Protéger le savoir et le savoir-faire par des brevets ne vous dit peut-être rien mais ailleurs, c’est plus que l’or. Le professeur Brice Sinsin, Annual Guest Lecture de l’année 2020 du Civic Academy for Africa’s Futur (CiAAF), a regretté le fait qu’en Afrique francophone, les créations ne sont pas brevetées en l’illustrant par deux savoir-faire Béninois : le wagachi et le gari.
« Vous allez breveter votre création, breveter tel processus, telle manière de faire. Malheureusement en Afrique, surtout en Afrique francophone, nous avons pas cette culture. Le brevet, vous fait beaucoup de bonnes choses, des déductions de juriste, des calculs d’économiste, de l’art de littéraire. Mais pour nous, c’est banal. Or, ça coûte de l’or ailleurs », a fait constater Brice Sinsin, ancien recteur de l’Université d’Abomey-Calavi, devant des enseignants chercheurs de CiAAF, en début du mois de septembre.
Pour convaincre son auditoire, l’invité de CiAAF choisit deux produits béninois connus de tous : « C’est au Bénin qu’on a appris à faire le Wagachi, le fromage que vous mangez. Et les français disent, qu’on va vous payer: vous les bonnes femmes, allez apprendre ça aux Burkinabés (…) On a pris des femmes ici pour aller montrer aux Nigériennes, comment on fait le gari.»
Pourtant, ailleurs, hors du continent africain, les gens connaissent l’importance de la protection des connaissances. « Vous avez jamais vu des Français se déplacer et aller montrer leurs techniques de fromage aux Belges, aux Anglais ? C’est ça l’Afrique, tout le monde joue sur notre terrain. A savoir que nous ne savons pas protéger les connaissances », a regretté le professeur.

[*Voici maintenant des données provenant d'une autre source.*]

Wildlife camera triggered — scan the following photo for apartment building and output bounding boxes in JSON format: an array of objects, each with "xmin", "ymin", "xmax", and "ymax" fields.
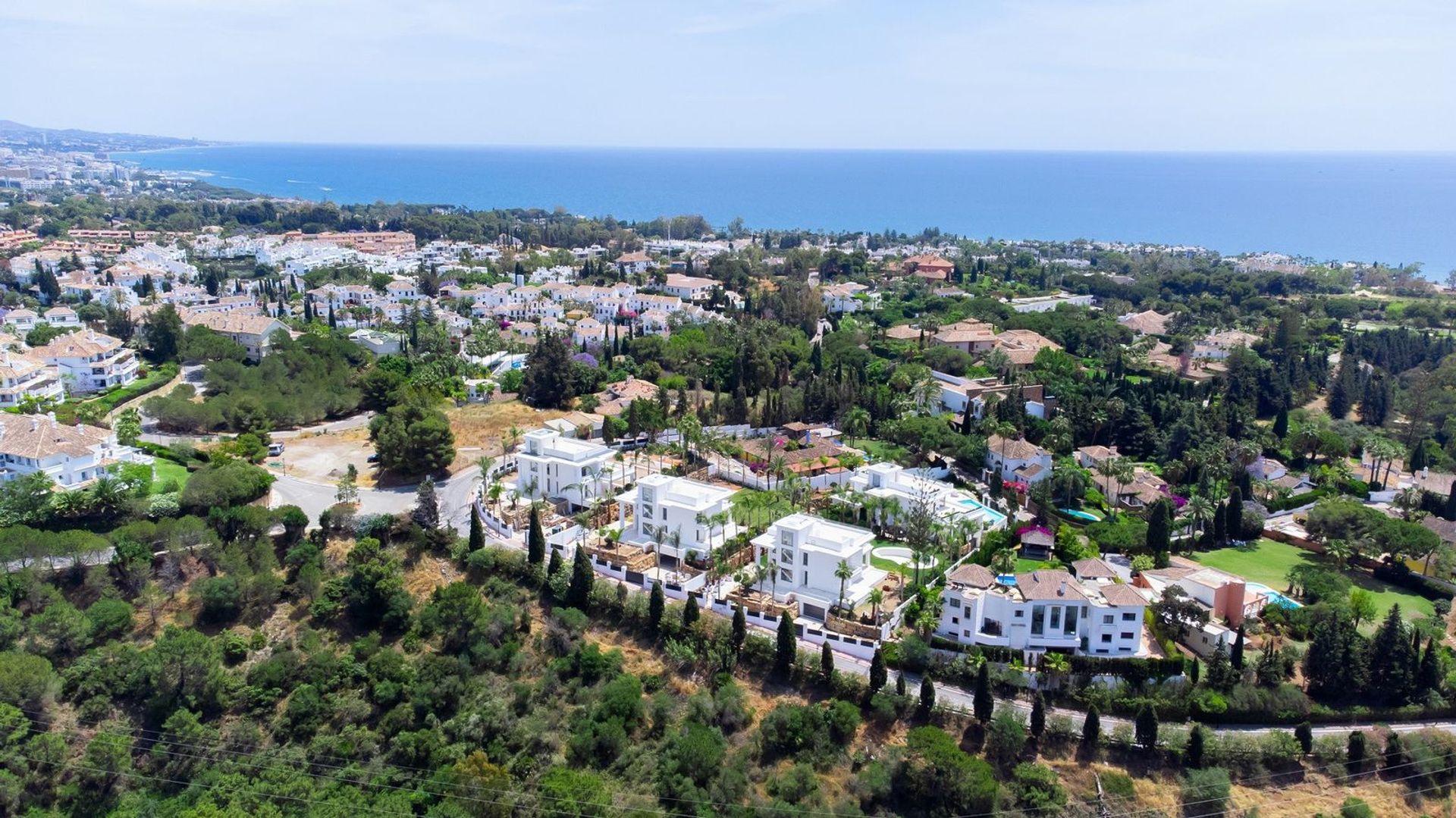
[{"xmin": 937, "ymin": 565, "xmax": 1149, "ymax": 657}]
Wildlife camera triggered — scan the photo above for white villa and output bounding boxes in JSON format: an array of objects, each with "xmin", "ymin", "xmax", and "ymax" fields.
[
  {"xmin": 30, "ymin": 331, "xmax": 136, "ymax": 393},
  {"xmin": 753, "ymin": 514, "xmax": 888, "ymax": 622},
  {"xmin": 516, "ymin": 429, "xmax": 620, "ymax": 508},
  {"xmin": 937, "ymin": 565, "xmax": 1147, "ymax": 657},
  {"xmin": 845, "ymin": 462, "xmax": 1006, "ymax": 540},
  {"xmin": 617, "ymin": 475, "xmax": 738, "ymax": 565},
  {"xmin": 986, "ymin": 435, "xmax": 1051, "ymax": 483},
  {"xmin": 0, "ymin": 346, "xmax": 65, "ymax": 409},
  {"xmin": 0, "ymin": 412, "xmax": 152, "ymax": 489}
]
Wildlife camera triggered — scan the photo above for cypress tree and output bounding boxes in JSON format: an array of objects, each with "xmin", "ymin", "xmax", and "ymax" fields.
[
  {"xmin": 1082, "ymin": 704, "xmax": 1102, "ymax": 748},
  {"xmin": 1294, "ymin": 719, "xmax": 1315, "ymax": 755},
  {"xmin": 646, "ymin": 579, "xmax": 667, "ymax": 636},
  {"xmin": 971, "ymin": 661, "xmax": 996, "ymax": 725},
  {"xmin": 869, "ymin": 647, "xmax": 886, "ymax": 693},
  {"xmin": 774, "ymin": 613, "xmax": 799, "ymax": 679},
  {"xmin": 469, "ymin": 503, "xmax": 485, "ymax": 552},
  {"xmin": 1345, "ymin": 731, "xmax": 1366, "ymax": 776},
  {"xmin": 566, "ymin": 547, "xmax": 597, "ymax": 611},
  {"xmin": 526, "ymin": 503, "xmax": 546, "ymax": 565},
  {"xmin": 1029, "ymin": 690, "xmax": 1046, "ymax": 738},
  {"xmin": 1184, "ymin": 725, "xmax": 1204, "ymax": 770},
  {"xmin": 920, "ymin": 674, "xmax": 935, "ymax": 718},
  {"xmin": 682, "ymin": 594, "xmax": 698, "ymax": 630}
]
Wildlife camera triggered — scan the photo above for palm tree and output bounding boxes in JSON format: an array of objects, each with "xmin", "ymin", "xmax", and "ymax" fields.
[
  {"xmin": 843, "ymin": 406, "xmax": 869, "ymax": 438},
  {"xmin": 1187, "ymin": 495, "xmax": 1213, "ymax": 533},
  {"xmin": 834, "ymin": 559, "xmax": 855, "ymax": 610}
]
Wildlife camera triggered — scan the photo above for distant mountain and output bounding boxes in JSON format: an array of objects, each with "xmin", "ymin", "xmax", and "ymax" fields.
[{"xmin": 0, "ymin": 119, "xmax": 212, "ymax": 152}]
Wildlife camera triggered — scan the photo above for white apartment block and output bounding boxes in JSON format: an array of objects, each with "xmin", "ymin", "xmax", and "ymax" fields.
[
  {"xmin": 0, "ymin": 412, "xmax": 152, "ymax": 489},
  {"xmin": 516, "ymin": 429, "xmax": 620, "ymax": 508},
  {"xmin": 753, "ymin": 514, "xmax": 888, "ymax": 622},
  {"xmin": 30, "ymin": 331, "xmax": 136, "ymax": 393},
  {"xmin": 617, "ymin": 475, "xmax": 738, "ymax": 565},
  {"xmin": 937, "ymin": 565, "xmax": 1147, "ymax": 657}
]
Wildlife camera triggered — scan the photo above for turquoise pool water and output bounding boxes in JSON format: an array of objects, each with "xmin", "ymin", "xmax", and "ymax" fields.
[
  {"xmin": 961, "ymin": 498, "xmax": 1006, "ymax": 528},
  {"xmin": 1244, "ymin": 582, "xmax": 1304, "ymax": 609}
]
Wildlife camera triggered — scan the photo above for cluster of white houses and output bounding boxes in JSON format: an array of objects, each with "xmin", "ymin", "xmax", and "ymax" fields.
[{"xmin": 481, "ymin": 428, "xmax": 1150, "ymax": 657}]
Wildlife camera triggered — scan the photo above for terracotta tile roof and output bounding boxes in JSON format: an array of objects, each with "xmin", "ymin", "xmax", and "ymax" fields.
[
  {"xmin": 0, "ymin": 412, "xmax": 108, "ymax": 460},
  {"xmin": 1016, "ymin": 568, "xmax": 1087, "ymax": 601},
  {"xmin": 945, "ymin": 563, "xmax": 996, "ymax": 588}
]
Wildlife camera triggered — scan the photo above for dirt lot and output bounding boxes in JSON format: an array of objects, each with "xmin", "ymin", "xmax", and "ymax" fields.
[
  {"xmin": 446, "ymin": 399, "xmax": 565, "ymax": 473},
  {"xmin": 269, "ymin": 428, "xmax": 374, "ymax": 486}
]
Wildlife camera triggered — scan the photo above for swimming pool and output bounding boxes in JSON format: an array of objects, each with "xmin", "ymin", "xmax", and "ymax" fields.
[
  {"xmin": 959, "ymin": 498, "xmax": 1006, "ymax": 528},
  {"xmin": 1244, "ymin": 582, "xmax": 1304, "ymax": 609}
]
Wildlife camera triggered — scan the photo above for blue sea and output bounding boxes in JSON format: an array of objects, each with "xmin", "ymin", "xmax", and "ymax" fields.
[{"xmin": 117, "ymin": 144, "xmax": 1456, "ymax": 272}]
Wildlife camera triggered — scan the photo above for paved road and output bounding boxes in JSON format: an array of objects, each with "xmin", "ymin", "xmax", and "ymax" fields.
[{"xmin": 268, "ymin": 467, "xmax": 481, "ymax": 534}]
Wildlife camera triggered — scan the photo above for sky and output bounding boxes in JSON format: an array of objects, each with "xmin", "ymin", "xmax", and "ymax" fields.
[{"xmin": 0, "ymin": 0, "xmax": 1456, "ymax": 152}]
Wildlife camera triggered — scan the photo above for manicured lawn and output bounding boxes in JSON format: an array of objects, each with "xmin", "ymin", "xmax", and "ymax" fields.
[
  {"xmin": 152, "ymin": 457, "xmax": 188, "ymax": 492},
  {"xmin": 1192, "ymin": 538, "xmax": 1436, "ymax": 619},
  {"xmin": 1192, "ymin": 538, "xmax": 1329, "ymax": 591},
  {"xmin": 845, "ymin": 438, "xmax": 905, "ymax": 463}
]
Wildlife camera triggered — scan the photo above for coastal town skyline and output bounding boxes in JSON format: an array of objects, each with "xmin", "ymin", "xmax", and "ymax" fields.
[{"xmin": 0, "ymin": 0, "xmax": 1456, "ymax": 152}]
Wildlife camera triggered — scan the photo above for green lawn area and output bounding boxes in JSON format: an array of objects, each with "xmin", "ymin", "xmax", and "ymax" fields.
[
  {"xmin": 1192, "ymin": 537, "xmax": 1436, "ymax": 619},
  {"xmin": 152, "ymin": 457, "xmax": 188, "ymax": 492},
  {"xmin": 845, "ymin": 438, "xmax": 907, "ymax": 463}
]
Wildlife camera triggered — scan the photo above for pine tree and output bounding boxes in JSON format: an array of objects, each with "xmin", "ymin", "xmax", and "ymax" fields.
[
  {"xmin": 1294, "ymin": 719, "xmax": 1315, "ymax": 755},
  {"xmin": 1082, "ymin": 704, "xmax": 1102, "ymax": 748},
  {"xmin": 1345, "ymin": 731, "xmax": 1366, "ymax": 776},
  {"xmin": 774, "ymin": 611, "xmax": 799, "ymax": 679},
  {"xmin": 1184, "ymin": 725, "xmax": 1204, "ymax": 770},
  {"xmin": 920, "ymin": 674, "xmax": 935, "ymax": 718},
  {"xmin": 1369, "ymin": 606, "xmax": 1418, "ymax": 704},
  {"xmin": 467, "ymin": 503, "xmax": 485, "ymax": 553},
  {"xmin": 869, "ymin": 647, "xmax": 886, "ymax": 693},
  {"xmin": 646, "ymin": 579, "xmax": 667, "ymax": 636},
  {"xmin": 410, "ymin": 478, "xmax": 440, "ymax": 531},
  {"xmin": 971, "ymin": 661, "xmax": 996, "ymax": 725},
  {"xmin": 566, "ymin": 547, "xmax": 597, "ymax": 611},
  {"xmin": 526, "ymin": 503, "xmax": 546, "ymax": 565}
]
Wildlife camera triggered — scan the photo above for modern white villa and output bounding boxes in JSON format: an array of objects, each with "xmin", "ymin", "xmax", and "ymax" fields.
[
  {"xmin": 843, "ymin": 462, "xmax": 1006, "ymax": 531},
  {"xmin": 516, "ymin": 429, "xmax": 622, "ymax": 508},
  {"xmin": 753, "ymin": 514, "xmax": 888, "ymax": 622},
  {"xmin": 617, "ymin": 475, "xmax": 738, "ymax": 566},
  {"xmin": 937, "ymin": 565, "xmax": 1149, "ymax": 657}
]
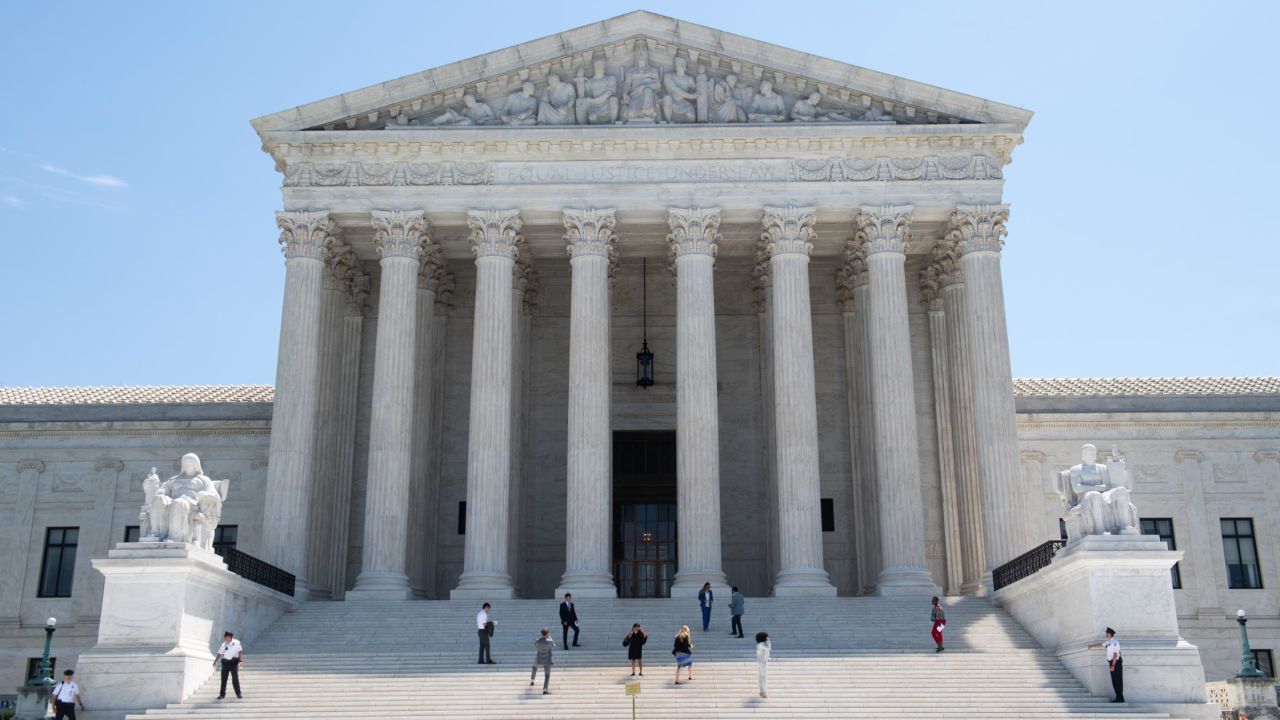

Les Béninois devraient plutôt produire et vendre les produits, les services : « Pourquoi ne pas dire, c’est bien, produisez bien et vous allez commercialiser ça chez les burkinabés qui ont aussi envie de consommer. On dit non: venez, on vous prend et vous irez leurs montrer cela.»
Pour le professeur Brice Sinsin, il faut radicalement changer de paradigme. « C’est un grand défi parce que, dès que vous livrez la moindre petite information, on met un brevet là-dessus. Et ça ne vous appartient plus », a-t-il conclu.